Langer Heinrich was placed on care and maintenance in May 2018, on the back of continued low uranium prices.

“The completion of the Langer Heinrich mine restart plan is a significant step forward for the company and completes the vast amount of study work undertaken over the past 18 months,” said CEO Ian Purdy.

“The operational and economic parameters identified in the chosen restart plan show the strategic significance of the Langer Heinrich asset and highlight the potential economic returns that can be delivered under the restart plan, and I look forward to updating the market on our ongoing activities.”

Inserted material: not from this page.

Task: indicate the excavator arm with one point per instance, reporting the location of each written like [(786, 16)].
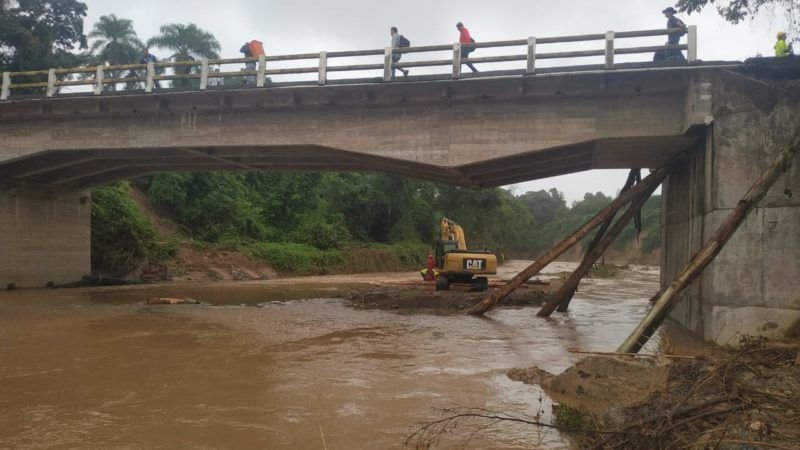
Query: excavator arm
[(452, 231)]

Purdy said that the low restart capital intensity of $14/lb and a competitive C1 cash cost of $27/lb confirmed that the project was well positioned alongside other Tier 1 operations to deliver product into a recovering uranium market.

The restart plan confirmed a 17-year mine life, with peak production expected at 5.9-million pounds of uranium dioxide a year, from the seventh year of operation. Over the entire mine life, Langer Heinrich could produce up to 88.5-million pounds of uranium dioxide.

The Langer Heinrich life-of-mine plan outlined three distinct operational phases, including ramp-up, which will take place in the first year of operation, mining, between the second and eighth year of production, and stockpiling, between year nine and 17.

Purdy noted that the use of currently stockpiled material in the ramp-up phase would reduce the operational startup risk and would provide a strong platform for the operation to move towards nameplate capacity within a 12-month period.

With the project still fully permitted to resume both mining and uranium exports, Paladin will continue to engage with potential offtake partners to secure term-price offtake agreements, and would advance critical-path elements of the restart plan, including continuing detailed mine planning, surveying the processing plant, process flow modelling and preliminary engineering, and further de-risking restart activities.

In the meantime, the project would remain on care and maintenance.